Can we simply return to “traditionalism?” Well, which tradition? Even if one wants to define the Dissident Right as a religious movement, all the different creeds can’t be correct. A bland ecumenical Christianity or “Judeo-Christian values” is hardly a substitute for a real movement of faith. Matthew Rose rather vaingloriously ejected [10] the already dead Sam Francis from Western civilization itself in First Things because Francis discussed race realism instead of focusing on some “transcendent horizon” of a larger “social good.” Catholic “integralists” like Adrian Vermeule say [11] much the same thing, where belief in the Roman Catholic Church will mix with some rhetoric about the common good that wouldn’t be out of place in a Joe Biden speech, except for abortion.  

The collapse [12] of American Christianity, the wholesale surrender of every mainline Protestant denomination, many Catholic parishes, the Southern Baptists [13], and even some Orthodox churches show the strategy of citing God as a moral absolute but behaving no differently than most progressives is a losing strategy.
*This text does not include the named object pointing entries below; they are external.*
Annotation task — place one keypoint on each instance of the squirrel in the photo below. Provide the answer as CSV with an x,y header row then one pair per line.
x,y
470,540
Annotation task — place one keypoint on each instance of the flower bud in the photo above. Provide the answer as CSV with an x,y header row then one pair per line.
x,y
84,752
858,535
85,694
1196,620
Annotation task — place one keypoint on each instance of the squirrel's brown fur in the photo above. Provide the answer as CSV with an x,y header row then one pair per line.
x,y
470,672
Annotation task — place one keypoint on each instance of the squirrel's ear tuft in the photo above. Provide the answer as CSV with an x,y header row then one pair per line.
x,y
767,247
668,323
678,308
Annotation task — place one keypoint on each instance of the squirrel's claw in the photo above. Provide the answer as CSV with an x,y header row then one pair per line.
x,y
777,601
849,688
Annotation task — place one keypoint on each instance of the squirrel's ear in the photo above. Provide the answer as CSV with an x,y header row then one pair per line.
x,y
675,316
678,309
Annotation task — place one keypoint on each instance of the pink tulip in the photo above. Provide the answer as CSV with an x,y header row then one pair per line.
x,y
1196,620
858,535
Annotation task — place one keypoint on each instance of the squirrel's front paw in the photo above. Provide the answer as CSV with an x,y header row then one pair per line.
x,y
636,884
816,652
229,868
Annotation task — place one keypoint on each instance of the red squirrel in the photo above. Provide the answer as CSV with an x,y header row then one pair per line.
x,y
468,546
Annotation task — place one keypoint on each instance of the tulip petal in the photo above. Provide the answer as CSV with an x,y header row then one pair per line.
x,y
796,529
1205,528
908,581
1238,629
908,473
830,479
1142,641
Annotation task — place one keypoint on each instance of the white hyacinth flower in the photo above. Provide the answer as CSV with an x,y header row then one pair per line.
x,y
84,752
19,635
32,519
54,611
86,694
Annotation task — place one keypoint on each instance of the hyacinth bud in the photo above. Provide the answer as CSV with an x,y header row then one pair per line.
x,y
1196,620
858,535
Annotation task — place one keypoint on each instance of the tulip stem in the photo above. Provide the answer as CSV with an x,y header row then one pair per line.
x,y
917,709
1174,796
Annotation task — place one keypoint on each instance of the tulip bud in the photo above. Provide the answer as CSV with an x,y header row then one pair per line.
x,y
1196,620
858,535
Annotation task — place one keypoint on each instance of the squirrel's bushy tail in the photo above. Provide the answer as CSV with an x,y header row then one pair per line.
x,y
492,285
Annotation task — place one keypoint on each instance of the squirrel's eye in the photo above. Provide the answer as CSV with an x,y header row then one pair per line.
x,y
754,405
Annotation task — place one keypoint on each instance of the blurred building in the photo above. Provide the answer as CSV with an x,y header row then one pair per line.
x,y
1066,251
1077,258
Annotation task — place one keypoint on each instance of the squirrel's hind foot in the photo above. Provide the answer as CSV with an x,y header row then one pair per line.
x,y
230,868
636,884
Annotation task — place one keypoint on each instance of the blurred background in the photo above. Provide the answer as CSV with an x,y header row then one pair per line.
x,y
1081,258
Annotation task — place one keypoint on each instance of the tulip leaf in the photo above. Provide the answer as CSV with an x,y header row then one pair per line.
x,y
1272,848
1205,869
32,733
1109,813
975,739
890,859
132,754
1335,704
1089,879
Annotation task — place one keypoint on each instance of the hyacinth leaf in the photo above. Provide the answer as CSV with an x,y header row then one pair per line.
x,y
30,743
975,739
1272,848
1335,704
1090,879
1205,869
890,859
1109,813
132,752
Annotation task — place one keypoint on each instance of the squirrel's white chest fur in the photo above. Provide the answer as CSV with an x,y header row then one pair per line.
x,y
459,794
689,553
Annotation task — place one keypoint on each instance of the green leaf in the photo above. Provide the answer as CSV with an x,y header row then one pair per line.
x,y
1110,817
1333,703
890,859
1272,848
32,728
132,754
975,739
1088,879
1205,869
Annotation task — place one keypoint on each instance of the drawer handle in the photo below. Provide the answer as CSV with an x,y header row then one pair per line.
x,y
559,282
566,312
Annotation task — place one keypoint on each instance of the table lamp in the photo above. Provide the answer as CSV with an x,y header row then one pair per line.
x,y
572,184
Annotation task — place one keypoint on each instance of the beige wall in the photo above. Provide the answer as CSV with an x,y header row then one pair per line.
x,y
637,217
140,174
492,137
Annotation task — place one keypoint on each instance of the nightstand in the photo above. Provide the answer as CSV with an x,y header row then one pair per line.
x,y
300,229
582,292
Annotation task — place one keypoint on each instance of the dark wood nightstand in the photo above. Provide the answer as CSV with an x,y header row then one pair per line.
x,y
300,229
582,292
If such traditionalists truly believe that they can save the West with religious appeals, I’d challenge them to win back their own denominations before trying to win back America. 

Burnham and Francis show neither individualist political creeds nor mushy religiosity and nostalgia can counter the Left’s triumphal march through the institutions. The Right doesn’t even have a vocabulary to describe what’s happening to it. It focuses on the letter of the law or “norms” and expects progressives to restrain themselves. Yet progressives have a moral vision, and they will not let technicalities stop them. The result is that even supposedly hard-right Senators like Ted Cruz are reduced to whining [14] that the other team isn’t playing fair. This is true, because they are playing for keeps. It is no exaggeration to say that postwar American Right exists to tell the historic American nation that “our principles” forbid us from pursuing our interests. However, Republican lawmakers are clearly serving their interests by doing this, guaranteeing themselves a lucrative post-electoral job after losing respectably. 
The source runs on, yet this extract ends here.